Vietnam localizing data Decree 53
Image by natatravel | Bigstockphoto

Localizing data storage has been a contentious issue in the past, and it looks like Vietnam may be backing away from its pledge against it. Decree 53, which requires businesses to store user data inside the country, will come into effect on October 1st.

The regulation has been seen as a potential barrier to entry for international companies and Big Tech in particular, and some have already expressed their concerns.

Vietnam may be in breach

According to analysts, this decree may well put Vietnam in breach of its pledge against forced data localization. This pledge was made as part of the country’s commitments to the Comprehensive and Progressive Agreement for Trans-Pacific Partnership (CPTPP), of which Vietnam is a signatory.

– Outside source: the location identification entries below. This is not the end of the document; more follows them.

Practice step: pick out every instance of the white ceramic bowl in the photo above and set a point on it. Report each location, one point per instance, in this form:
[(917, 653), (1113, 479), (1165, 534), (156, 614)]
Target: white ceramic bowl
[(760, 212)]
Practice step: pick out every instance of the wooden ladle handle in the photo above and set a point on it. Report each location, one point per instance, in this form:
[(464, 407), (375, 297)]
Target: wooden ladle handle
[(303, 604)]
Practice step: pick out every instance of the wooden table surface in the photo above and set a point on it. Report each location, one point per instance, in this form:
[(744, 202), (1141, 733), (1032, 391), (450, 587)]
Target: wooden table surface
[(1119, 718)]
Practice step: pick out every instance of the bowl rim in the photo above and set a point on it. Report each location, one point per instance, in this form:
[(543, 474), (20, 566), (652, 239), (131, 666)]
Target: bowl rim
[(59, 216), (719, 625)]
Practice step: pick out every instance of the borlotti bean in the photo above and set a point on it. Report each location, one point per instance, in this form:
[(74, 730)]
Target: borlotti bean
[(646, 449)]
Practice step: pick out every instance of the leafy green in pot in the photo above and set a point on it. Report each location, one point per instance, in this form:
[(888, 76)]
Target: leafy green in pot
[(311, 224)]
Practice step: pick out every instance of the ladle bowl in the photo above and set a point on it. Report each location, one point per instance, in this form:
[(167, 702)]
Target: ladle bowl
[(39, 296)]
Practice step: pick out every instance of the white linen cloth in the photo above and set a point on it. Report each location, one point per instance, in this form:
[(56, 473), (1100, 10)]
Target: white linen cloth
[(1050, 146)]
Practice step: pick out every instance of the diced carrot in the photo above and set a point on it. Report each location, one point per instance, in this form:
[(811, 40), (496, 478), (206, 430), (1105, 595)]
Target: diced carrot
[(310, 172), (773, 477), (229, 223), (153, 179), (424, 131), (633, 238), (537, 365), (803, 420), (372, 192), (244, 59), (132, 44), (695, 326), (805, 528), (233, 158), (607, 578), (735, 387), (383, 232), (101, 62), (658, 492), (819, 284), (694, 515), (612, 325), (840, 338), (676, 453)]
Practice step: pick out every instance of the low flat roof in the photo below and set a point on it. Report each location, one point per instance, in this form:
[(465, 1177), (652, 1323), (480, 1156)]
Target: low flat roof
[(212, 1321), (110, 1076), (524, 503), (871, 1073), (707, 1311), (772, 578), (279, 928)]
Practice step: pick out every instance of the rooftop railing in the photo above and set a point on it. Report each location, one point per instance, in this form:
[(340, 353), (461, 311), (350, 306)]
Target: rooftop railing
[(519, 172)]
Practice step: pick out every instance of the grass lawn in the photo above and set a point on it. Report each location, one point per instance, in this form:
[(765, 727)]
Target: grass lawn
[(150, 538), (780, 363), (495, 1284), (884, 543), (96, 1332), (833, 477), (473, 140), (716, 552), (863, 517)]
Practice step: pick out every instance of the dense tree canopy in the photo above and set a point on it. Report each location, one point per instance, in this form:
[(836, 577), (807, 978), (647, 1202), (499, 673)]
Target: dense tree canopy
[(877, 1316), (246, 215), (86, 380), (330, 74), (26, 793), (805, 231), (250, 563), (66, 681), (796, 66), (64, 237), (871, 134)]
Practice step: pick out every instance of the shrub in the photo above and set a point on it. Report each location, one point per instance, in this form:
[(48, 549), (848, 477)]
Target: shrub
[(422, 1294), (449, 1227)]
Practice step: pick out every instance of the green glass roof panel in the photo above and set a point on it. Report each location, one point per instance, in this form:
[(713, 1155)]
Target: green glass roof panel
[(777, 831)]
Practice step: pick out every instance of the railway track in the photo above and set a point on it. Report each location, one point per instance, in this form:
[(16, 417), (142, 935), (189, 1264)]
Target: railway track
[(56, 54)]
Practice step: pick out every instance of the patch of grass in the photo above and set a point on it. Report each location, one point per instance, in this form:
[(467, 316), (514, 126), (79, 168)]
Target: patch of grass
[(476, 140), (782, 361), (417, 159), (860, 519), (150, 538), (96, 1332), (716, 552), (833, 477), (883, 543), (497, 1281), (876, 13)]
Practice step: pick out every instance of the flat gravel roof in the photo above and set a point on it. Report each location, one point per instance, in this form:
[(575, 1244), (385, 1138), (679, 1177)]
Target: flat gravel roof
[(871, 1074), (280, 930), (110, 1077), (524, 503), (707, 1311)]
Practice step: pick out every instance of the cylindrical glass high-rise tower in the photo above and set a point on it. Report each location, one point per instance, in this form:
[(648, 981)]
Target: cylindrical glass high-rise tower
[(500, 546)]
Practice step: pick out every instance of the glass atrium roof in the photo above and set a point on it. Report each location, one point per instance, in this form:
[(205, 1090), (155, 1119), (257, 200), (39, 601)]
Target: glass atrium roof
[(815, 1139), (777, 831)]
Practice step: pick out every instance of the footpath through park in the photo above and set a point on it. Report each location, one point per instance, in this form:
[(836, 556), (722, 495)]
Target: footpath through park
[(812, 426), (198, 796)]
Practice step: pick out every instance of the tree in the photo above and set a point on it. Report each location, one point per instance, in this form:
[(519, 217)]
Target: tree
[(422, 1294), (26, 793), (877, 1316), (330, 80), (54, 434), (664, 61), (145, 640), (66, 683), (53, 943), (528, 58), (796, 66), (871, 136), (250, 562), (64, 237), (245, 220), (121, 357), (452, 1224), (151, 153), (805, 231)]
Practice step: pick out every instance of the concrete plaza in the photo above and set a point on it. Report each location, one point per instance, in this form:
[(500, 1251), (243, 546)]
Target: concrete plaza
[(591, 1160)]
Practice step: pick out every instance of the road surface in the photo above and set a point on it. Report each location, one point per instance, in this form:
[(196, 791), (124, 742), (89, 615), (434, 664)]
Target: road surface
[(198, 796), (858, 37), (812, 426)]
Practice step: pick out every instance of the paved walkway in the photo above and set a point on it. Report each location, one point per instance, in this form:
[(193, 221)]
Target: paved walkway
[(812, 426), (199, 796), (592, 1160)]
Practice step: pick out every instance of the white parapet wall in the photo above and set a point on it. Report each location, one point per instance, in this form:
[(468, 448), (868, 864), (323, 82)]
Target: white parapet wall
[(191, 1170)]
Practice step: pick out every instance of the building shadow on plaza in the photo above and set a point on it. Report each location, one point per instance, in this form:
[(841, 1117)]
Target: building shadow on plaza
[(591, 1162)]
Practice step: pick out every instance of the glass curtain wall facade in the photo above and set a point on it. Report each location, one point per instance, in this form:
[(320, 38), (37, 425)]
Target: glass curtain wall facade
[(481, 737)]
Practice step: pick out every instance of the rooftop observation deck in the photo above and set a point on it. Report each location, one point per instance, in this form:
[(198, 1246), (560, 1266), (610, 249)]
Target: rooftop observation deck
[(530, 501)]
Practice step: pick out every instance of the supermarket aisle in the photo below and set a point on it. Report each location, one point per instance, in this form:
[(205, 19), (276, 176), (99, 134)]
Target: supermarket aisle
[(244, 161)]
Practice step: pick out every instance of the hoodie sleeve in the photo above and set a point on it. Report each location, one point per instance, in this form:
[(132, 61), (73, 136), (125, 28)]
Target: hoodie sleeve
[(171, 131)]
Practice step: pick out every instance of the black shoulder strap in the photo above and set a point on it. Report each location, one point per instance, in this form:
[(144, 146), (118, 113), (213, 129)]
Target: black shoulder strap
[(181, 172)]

Article 14.13 of the CPTPP states that “no Party shall require a covered person to use or locate computing facilities in its territory as a condition for conducting business in its territory”. However, to force Vietnam to uphold this pledge, another CPTPP member would have to litigate the issue.

Nikkei Asia reached out to all six other members who have ratified the CPTPP. None of them have said whether or not they plan to use the pact’s enforcement tool. Nikkei Asia added that Japan and Canada are carefully monitoring the situation.

Specifically, Global Affairs Canada Spokesperson Lama Khodr said that Ottawa is “following the issue” and urged Vietnam to implement its laws in a way that is consistent with the CPTPP. Japan, for its part, said that it has “expressed concerns” about the decree.

The decree stipulates that if users violate the law on these platforms, and the companies don’t deal with the violations as ordered by Vietnam, then the data must be stored on local servers. Violations include anything that affects national security, propagandizes against the state, incites violence, or disrupts public order, among others.

Business groups in the US have also come out against the law. The US Chamber of Commerce, American Chamber of Commerce Hanoi, and Asia Internet Coalition wrote a joint letter to Vietnam’s Prime Minister Pham Minh Chinh, saying that the regulation impacts their ability to accurately assess the cost of doing business in Vietnam. The groups added that the new regulation could have a “considerable impact” on investment.